There are different ways to do this, and every institution is figuring out what works for them and what they can develop within their own walls. I ultimately did the equivalent of a 1-year program in critical care under the umbrella of the pulmonary group and then was able to sit for their critical care medicine boards, and that was in addition to cardiovascular medicine. I've been telling trainees to work with their institutions and figure out how they can get the right requisites because there is no formalized pathway. You can do it as a totally separate thing. You could do cardiology and then go and do a specialized critical care medicine training which sometimes is 1-2 years. In Canada, I think it might even be 2 or 3 years. But there are very different models at the moment and no particularly formalized way of doing it.
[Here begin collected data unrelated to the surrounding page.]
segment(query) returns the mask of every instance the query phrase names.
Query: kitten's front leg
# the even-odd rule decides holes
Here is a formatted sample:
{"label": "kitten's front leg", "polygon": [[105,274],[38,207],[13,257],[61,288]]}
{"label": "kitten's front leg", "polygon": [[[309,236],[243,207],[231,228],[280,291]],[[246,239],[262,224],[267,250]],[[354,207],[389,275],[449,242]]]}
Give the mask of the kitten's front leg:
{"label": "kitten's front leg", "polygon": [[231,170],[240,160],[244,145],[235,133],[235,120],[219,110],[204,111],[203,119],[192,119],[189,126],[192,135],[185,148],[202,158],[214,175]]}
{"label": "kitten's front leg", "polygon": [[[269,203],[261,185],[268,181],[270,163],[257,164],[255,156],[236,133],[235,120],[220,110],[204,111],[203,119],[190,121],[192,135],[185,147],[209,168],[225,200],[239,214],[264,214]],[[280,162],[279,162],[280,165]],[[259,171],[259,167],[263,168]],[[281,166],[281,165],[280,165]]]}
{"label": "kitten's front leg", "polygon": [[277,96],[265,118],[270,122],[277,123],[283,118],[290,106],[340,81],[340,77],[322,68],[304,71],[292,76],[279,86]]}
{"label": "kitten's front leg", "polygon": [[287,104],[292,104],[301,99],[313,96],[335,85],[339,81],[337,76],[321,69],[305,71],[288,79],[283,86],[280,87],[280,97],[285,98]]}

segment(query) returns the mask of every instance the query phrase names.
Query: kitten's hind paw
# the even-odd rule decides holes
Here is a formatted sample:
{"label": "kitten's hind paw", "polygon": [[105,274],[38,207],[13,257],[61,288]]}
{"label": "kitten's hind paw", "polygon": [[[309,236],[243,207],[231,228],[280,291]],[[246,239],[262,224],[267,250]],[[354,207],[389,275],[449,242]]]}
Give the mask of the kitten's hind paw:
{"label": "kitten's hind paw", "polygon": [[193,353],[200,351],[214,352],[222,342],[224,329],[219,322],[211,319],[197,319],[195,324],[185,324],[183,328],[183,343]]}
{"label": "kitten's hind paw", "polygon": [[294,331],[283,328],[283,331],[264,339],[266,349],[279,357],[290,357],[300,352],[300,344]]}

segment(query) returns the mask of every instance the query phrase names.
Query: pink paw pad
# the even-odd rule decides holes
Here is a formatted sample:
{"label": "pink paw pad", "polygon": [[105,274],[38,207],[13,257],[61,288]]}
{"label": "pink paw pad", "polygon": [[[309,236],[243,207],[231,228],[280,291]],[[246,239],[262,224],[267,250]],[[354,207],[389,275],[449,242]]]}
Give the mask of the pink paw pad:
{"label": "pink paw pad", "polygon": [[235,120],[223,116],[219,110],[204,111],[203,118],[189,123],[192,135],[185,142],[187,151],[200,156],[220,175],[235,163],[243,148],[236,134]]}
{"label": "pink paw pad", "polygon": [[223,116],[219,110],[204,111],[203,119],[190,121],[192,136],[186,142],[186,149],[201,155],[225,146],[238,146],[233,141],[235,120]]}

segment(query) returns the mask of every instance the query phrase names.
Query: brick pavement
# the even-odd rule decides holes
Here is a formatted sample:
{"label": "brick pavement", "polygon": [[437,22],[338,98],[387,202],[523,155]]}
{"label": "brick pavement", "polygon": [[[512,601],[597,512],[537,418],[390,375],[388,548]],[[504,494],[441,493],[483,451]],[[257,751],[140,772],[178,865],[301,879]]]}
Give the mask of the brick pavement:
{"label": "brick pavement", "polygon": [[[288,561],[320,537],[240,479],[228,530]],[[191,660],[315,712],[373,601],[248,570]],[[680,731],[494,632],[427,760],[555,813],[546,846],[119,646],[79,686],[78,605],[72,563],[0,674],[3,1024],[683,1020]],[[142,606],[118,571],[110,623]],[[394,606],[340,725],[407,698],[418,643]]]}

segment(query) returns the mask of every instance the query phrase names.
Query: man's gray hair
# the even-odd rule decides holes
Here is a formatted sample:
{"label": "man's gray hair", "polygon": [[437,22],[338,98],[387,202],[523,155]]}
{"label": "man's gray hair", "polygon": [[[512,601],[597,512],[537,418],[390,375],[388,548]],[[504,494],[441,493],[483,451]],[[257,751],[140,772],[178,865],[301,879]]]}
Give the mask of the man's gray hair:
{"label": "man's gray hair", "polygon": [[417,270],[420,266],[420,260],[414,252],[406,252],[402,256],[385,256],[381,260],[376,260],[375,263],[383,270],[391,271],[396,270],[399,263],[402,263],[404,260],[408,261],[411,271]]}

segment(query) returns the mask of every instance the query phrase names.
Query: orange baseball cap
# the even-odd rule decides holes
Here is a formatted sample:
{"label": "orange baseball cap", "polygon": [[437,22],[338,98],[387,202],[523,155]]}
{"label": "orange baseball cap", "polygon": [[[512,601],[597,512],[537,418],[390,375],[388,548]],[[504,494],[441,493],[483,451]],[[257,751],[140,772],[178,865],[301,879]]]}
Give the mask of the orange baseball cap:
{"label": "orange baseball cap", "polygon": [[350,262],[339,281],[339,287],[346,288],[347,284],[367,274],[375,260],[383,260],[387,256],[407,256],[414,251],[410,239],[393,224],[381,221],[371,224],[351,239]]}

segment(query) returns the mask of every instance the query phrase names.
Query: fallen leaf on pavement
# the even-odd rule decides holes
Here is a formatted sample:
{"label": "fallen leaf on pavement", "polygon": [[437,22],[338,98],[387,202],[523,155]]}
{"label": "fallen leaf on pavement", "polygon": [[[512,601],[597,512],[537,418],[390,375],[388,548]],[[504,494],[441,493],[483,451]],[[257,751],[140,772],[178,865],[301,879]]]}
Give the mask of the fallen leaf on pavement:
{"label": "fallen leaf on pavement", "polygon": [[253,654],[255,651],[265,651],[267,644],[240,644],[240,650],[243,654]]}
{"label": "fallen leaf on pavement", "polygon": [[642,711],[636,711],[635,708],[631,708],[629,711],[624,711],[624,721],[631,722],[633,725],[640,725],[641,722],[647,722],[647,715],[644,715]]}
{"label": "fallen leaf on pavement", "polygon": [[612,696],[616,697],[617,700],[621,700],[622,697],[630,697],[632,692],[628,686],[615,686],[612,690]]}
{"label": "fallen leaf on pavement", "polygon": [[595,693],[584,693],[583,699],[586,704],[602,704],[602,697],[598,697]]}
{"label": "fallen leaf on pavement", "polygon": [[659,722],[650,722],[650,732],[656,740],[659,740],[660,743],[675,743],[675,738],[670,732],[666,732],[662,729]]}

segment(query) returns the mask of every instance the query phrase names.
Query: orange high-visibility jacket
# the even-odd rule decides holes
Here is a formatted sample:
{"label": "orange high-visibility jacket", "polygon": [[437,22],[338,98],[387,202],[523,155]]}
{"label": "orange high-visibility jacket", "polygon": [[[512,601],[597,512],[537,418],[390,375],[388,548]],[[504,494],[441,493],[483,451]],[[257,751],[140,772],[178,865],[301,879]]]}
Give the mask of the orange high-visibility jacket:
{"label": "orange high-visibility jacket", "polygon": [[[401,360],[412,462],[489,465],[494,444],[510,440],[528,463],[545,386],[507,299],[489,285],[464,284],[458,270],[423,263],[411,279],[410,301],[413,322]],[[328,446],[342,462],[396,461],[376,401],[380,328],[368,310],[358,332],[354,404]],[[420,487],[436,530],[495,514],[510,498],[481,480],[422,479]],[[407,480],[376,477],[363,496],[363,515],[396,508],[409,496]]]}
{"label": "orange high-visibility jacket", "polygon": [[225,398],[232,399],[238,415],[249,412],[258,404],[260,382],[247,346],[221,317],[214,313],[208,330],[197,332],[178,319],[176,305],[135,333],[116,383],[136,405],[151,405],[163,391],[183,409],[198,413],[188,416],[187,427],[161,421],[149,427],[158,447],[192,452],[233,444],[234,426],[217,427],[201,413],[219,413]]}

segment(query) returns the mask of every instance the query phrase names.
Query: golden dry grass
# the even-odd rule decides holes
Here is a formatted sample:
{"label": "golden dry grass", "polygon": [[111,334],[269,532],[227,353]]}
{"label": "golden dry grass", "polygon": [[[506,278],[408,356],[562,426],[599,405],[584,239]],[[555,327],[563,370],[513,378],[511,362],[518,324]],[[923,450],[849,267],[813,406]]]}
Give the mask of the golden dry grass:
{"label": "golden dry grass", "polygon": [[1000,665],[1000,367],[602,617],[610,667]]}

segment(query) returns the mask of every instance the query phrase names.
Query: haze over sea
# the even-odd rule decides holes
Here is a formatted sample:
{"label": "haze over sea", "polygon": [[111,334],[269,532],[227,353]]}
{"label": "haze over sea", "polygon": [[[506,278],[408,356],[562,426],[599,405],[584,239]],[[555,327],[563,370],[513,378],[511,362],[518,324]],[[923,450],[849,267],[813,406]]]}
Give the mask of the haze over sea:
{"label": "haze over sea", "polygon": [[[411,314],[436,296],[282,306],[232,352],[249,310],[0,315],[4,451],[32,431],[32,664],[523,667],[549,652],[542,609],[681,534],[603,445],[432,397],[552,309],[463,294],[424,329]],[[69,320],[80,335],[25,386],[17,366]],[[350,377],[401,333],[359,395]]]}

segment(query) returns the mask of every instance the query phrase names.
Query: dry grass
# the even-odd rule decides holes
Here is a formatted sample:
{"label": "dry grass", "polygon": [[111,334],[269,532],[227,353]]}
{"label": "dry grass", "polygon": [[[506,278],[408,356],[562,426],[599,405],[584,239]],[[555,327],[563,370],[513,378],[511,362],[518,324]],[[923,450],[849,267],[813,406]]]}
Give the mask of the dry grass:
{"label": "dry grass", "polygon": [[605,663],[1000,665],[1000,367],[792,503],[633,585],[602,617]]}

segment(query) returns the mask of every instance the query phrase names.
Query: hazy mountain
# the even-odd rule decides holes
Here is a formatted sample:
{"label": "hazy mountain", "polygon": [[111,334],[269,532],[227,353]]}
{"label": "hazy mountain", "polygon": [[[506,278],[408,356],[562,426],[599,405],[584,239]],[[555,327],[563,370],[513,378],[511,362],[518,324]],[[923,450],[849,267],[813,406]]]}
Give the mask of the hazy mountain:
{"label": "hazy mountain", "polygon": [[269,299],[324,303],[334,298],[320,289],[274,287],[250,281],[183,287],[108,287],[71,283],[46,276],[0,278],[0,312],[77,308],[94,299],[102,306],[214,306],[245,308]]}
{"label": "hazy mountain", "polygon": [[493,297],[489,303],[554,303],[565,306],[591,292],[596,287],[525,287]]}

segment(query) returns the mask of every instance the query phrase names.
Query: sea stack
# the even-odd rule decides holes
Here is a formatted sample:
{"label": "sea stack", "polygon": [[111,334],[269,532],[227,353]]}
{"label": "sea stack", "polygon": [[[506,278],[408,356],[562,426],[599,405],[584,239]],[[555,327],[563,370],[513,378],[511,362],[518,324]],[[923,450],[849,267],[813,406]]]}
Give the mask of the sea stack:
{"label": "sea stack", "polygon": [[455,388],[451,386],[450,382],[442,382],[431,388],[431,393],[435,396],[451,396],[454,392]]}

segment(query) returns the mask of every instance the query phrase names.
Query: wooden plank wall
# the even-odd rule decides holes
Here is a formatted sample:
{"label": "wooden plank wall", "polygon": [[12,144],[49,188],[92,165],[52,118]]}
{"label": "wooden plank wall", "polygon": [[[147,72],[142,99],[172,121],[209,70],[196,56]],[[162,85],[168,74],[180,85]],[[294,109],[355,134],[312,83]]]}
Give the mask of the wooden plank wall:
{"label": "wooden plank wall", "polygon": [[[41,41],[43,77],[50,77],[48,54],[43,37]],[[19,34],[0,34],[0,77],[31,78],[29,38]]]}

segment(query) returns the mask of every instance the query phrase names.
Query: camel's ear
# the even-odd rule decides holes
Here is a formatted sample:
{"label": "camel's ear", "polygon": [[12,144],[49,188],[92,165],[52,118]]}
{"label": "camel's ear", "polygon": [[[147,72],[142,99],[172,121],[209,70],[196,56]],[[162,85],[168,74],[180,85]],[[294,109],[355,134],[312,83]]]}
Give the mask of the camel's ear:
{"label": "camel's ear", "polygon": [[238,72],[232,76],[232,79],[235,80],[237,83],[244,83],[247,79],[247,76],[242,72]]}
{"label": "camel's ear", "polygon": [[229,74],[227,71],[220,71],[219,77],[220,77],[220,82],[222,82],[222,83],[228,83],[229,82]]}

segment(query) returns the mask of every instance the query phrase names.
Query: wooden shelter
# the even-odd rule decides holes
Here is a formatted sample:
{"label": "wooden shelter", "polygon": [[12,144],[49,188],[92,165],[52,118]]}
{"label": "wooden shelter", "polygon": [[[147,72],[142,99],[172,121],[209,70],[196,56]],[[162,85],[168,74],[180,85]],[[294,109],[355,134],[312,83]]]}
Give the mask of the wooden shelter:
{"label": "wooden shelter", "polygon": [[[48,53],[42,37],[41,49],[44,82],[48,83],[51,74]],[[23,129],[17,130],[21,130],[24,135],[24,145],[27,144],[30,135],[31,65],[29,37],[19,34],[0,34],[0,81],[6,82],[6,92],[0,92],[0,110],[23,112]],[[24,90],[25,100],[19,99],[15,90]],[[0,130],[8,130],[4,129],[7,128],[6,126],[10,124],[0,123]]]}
O'Donoghue: We will see. I guess that might change in the future.

Bohula: I hope so.

Evidence Gap in the Critical Care Population

O'Donoghue: We're so lucky in cardiology that we have so many clinical trials, yet somehow with critical care medicine it has been slow to get patients randomized to different types of therapies and then figure out what really works. Where do you think that space is going right now?

Bohula: This is really a passion of mine. As you said, we are spoiled in cardiology. We have a huge evidence base to drive all of our guidelines, and we can be very comfortable in how we manage patients. But that is not the case in critical care cardiology. Virtually all of the randomized trials exclude the CCU population explicitly—patients with shock, for example—so we really don't have the evidence base. We extrapolate from the other trials, but that may not be fair because these patients are obviously different.

There is a movement and an interest across the critical care community of developing that evidence base. It is challenging because doing randomized trials in patients in shock, for example, and obtaining consent is challenging. It is hard to recruit for these trials but it's certainly possible, and it's been happening recently, such as with the CULPRIT-SHOCK and IABP-SHOCK II trials. I and some of my colleagues—Dave Morrow, Sean Van Diepen, and Jason Katz—developed the Critical Care Cardiology Trials Network, which is a North American network of about 25 centers where the goal is to do observational and randomized clinical studies in this space.

O'Donoghue: Which is huge. We can expect a lot of great things from this field moving forward. I'm sure it will continue to evolve over the next few years. Thank you so much for joining me today. Signing off for Medscape, this is Dr Michelle O'Donoghue.